Hospital Universitari Arnau de Vilanova, Lleida - Espanha.
Institut de Recerca Biomédica de Lleida (IRBLleida), Lleida - Espanha.
Arq Bras Cardiol. 2022 Nov;119(5):705-713. doi: 10.36660/abc.20220176.
Cutoff thresholds for the "resting full-cycle ratio" (RFR) oscillate in different series, suggesting that population characteristics may influence them. Likewise, predictors of discordance between the RFR and fractional flow reserve (FFR) have been documented. The RECOPA Study showed that diagnostic capacity is reduced in the RFR "grey zone", requiring the performance of FFR to rule out or confirm ischemia.
To determine predictors of discordance, integrate the information they provide in a clinical-physiological index, the "Adjusted RFR", and compare its agreement with the FFR.

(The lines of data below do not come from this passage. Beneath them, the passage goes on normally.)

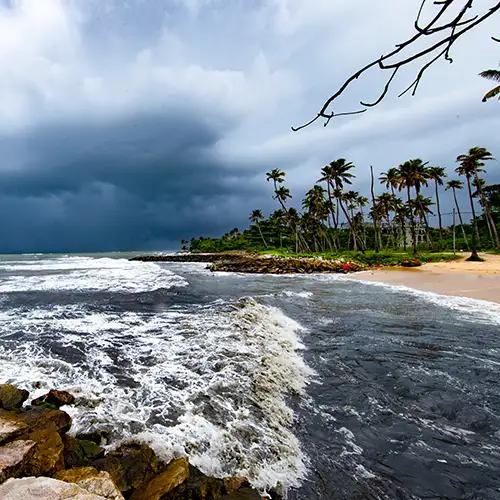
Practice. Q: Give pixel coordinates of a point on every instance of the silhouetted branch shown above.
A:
(451, 29)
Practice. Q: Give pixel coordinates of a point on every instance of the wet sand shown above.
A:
(477, 280)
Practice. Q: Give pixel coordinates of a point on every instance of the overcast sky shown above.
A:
(131, 124)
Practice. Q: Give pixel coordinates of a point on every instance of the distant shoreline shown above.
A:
(475, 280)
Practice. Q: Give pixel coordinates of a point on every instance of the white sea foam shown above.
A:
(86, 274)
(210, 383)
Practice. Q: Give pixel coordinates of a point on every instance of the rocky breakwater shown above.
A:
(283, 265)
(39, 459)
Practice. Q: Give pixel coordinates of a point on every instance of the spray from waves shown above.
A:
(209, 382)
(85, 274)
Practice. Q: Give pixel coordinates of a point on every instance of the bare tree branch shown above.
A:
(452, 29)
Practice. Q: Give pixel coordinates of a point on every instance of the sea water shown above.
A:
(325, 386)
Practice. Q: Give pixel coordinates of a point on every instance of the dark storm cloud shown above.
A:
(150, 180)
(133, 124)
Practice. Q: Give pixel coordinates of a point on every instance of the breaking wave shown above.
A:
(85, 274)
(210, 382)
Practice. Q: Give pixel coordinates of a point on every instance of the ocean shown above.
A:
(329, 387)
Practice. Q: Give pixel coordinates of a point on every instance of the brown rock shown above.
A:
(232, 484)
(198, 487)
(48, 457)
(88, 478)
(243, 494)
(54, 398)
(14, 457)
(130, 466)
(10, 429)
(39, 419)
(173, 476)
(11, 397)
(46, 488)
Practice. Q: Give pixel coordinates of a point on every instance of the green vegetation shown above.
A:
(336, 221)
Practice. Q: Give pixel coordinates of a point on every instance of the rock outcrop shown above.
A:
(55, 399)
(38, 488)
(90, 479)
(14, 458)
(34, 442)
(11, 397)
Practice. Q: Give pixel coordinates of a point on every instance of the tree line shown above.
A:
(335, 217)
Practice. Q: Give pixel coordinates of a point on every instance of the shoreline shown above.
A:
(474, 280)
(456, 278)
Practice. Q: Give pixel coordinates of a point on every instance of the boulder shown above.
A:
(232, 484)
(48, 456)
(130, 466)
(10, 429)
(243, 494)
(199, 487)
(90, 479)
(164, 483)
(39, 419)
(14, 458)
(73, 452)
(37, 488)
(11, 397)
(55, 399)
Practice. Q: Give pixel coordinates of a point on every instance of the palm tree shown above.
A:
(390, 178)
(437, 174)
(255, 217)
(412, 174)
(335, 174)
(491, 74)
(282, 194)
(454, 185)
(471, 165)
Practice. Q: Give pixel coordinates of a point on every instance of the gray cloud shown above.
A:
(129, 125)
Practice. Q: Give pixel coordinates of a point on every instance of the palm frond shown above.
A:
(492, 93)
(491, 74)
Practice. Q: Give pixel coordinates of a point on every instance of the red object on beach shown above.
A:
(346, 267)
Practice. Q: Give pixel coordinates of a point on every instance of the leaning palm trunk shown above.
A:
(439, 210)
(475, 232)
(261, 235)
(412, 222)
(489, 216)
(460, 219)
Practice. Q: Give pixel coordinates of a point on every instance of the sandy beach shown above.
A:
(478, 280)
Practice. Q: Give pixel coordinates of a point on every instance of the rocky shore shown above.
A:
(259, 264)
(40, 459)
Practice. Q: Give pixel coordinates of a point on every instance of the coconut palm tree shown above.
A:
(390, 178)
(492, 74)
(437, 174)
(255, 217)
(471, 164)
(454, 185)
(411, 175)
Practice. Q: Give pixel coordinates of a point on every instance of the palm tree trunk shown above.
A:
(460, 218)
(261, 235)
(375, 218)
(487, 210)
(412, 222)
(439, 211)
(475, 233)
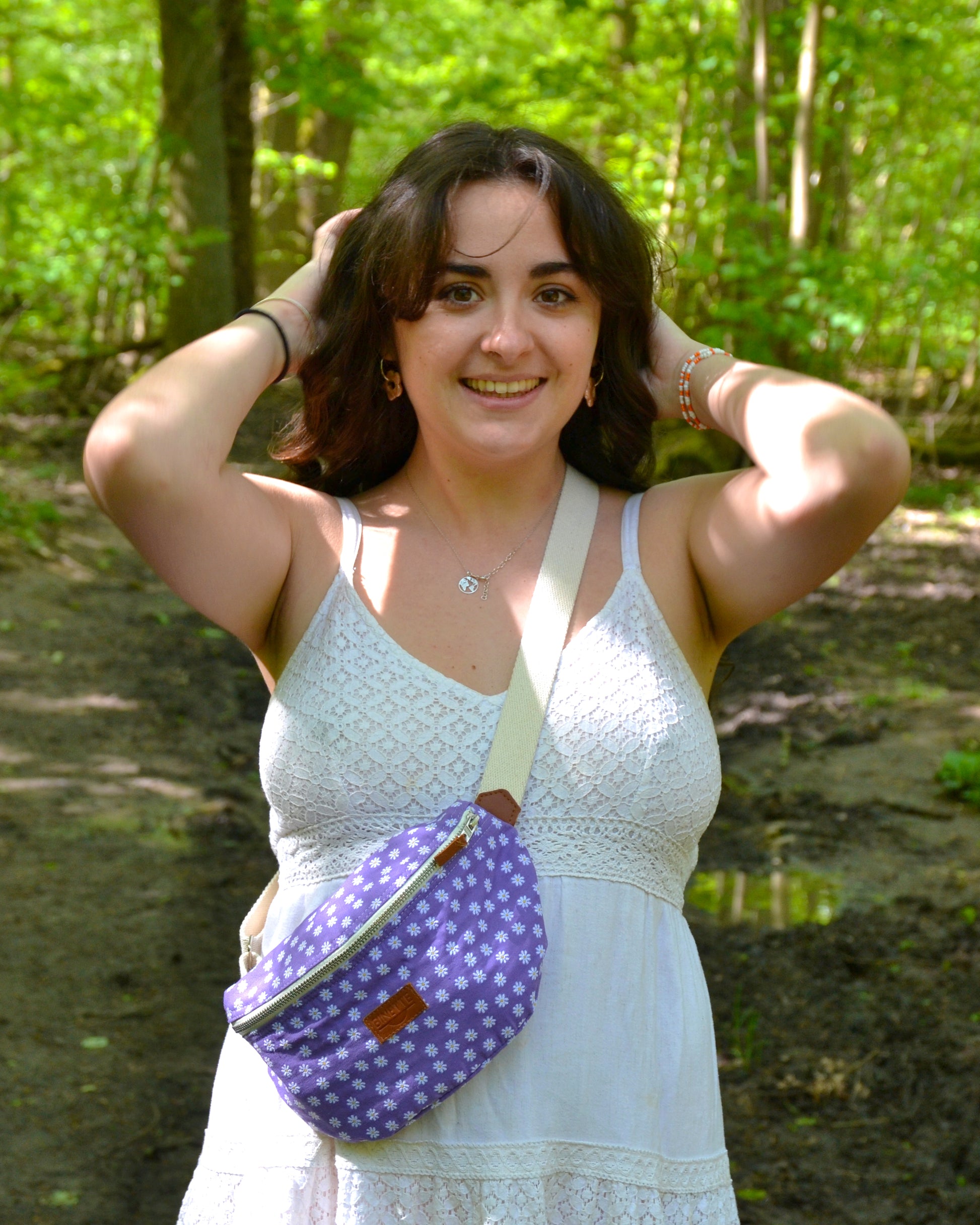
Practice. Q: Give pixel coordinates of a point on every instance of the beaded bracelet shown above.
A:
(279, 328)
(684, 385)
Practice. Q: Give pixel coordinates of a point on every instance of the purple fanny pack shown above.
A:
(427, 962)
(408, 980)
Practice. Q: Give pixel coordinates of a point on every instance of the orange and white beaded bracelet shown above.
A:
(684, 385)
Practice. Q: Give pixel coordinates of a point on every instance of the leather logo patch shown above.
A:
(450, 849)
(394, 1014)
(500, 804)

Using data from the RECOPA Study, predictors of discordance with respect to FFR were determined in the RFR "grey zone" (0.86 to 0.92) to construct an index ("Adjusted RFR") that would weigh RFR together with predictors of discordance and evaluate its agreement with FFR.

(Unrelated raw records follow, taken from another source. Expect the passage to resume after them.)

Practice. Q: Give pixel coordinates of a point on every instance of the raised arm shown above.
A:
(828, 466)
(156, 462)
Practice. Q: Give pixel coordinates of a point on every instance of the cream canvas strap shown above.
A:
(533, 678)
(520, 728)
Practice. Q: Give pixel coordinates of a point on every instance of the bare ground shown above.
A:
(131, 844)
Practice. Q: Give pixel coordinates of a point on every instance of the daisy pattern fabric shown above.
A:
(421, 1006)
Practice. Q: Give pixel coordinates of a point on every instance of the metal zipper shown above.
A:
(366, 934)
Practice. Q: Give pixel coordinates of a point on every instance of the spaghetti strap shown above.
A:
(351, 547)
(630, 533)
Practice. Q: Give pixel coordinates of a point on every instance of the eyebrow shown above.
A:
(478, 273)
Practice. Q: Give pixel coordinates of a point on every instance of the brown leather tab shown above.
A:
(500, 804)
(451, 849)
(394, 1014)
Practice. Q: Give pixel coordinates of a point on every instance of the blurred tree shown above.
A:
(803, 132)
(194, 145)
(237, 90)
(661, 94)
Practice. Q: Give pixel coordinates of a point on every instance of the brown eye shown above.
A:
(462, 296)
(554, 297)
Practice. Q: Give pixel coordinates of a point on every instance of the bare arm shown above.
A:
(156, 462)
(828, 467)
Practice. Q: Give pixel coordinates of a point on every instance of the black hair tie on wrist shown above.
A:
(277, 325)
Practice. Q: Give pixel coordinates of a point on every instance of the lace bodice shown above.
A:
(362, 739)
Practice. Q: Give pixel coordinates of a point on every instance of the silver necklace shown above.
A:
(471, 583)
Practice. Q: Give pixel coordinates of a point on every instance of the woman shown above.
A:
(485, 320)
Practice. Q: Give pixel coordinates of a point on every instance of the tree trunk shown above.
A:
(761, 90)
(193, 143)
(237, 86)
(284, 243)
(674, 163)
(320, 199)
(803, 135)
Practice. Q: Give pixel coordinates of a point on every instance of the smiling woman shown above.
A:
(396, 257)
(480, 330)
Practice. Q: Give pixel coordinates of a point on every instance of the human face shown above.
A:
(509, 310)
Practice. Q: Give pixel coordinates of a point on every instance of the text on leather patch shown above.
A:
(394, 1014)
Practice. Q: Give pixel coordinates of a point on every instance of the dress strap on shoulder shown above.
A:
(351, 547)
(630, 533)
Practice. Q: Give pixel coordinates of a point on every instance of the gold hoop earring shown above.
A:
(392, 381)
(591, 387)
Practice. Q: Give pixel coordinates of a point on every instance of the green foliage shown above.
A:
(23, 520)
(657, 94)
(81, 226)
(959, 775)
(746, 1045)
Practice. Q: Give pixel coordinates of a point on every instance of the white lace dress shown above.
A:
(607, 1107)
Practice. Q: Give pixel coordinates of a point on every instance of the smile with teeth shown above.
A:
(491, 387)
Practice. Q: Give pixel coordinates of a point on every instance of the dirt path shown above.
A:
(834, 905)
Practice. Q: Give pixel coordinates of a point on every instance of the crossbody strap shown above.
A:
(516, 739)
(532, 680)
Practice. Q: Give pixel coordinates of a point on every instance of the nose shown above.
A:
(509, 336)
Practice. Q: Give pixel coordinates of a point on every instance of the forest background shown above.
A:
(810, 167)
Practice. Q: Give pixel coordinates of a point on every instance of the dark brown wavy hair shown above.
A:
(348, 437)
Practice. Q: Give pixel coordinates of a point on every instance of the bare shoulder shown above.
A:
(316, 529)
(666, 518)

A total of 156 lesions were evaluated in 141 patients. Predictors of discordance were: chronic kidney disease, previous ischemic heart disease, lesions not involving the anterior descending artery, and acute coronary syndrome. Though limited, the "Adjusted RFR" improved the diagnostic capacity compared to the RFR in the "grey zone" (AUC-RFR = 0.651 versus AUC-"Adjusted RFR" = 0.749), also showing an improvement in all diagnostic indices when optimal cutoff thresholds were established (sensitivity: 59% to 68%; specificity: 62% to 75%; diagnostic accuracy: 60% to 71%; positive likelihood ratio: 1.51 to 2.34; negative likelihood ratio: 0.64 to 0.37).
Adjusting the RFR by integrating the information provided by predictors of discordance to obtain the "Adjusted RFR" improved the diagnostic capacity in our population. Further studies are required to evaluate whether clinical-physiological indices improve the diagnostic capacity of RFR or other coronary indices.
“静息全周期比”(RFR)的截断值在不同系列中波动,这表明人群特征可能会影响它们。同样,也有研究记录了 RFR 与血流储备分数(FFR)不相符的预测因素。RECOPA 研究表明,RFR“灰色地带”的诊断能力降低,需要进行 FFR 以排除或确认缺血。
确定不相符的预测因素,将它们提供的信息整合到一个临床生理指数“调整后的 RFR”中,并比较其与 FFR 的一致性。
利用 RECOPA 研究的数据,在 RFR“灰色地带”(0.86 至 0.92)中确定与 FFR 不相符的预测因素,构建一个指数(“调整后的 RFR”),该指数将 RFR 与不相符的预测因素相结合,并评估其与 FFR 的一致性。
共评估了 141 例患者的 156 个病变。不相符的预测因素为:慢性肾脏病、既往缺血性心脏病、不涉及前降支的病变和急性冠脉综合征。尽管有限,但与 RFR 在“灰色地带”(AUC-RFR=0.651 与 AUC-“调整后的 RFR”=0.749)相比,“调整后的 RFR”提高了诊断能力,当建立最佳截断值时,所有诊断指数也都有所提高(敏感性:59%至 68%;特异性:62%至 75%;诊断准确性:60%至 71%;阳性似然比:1.51 至 2.34;阴性似然比:0.64 至 0.37)。
通过整合不相符的预测因素提供的信息来调整 RFR,以获得“调整后的 RFR”,提高了我们人群的诊断能力。需要进一步研究以评估临床生理指数是否可以提高 RFR 或其他冠状动脉指数的诊断能力。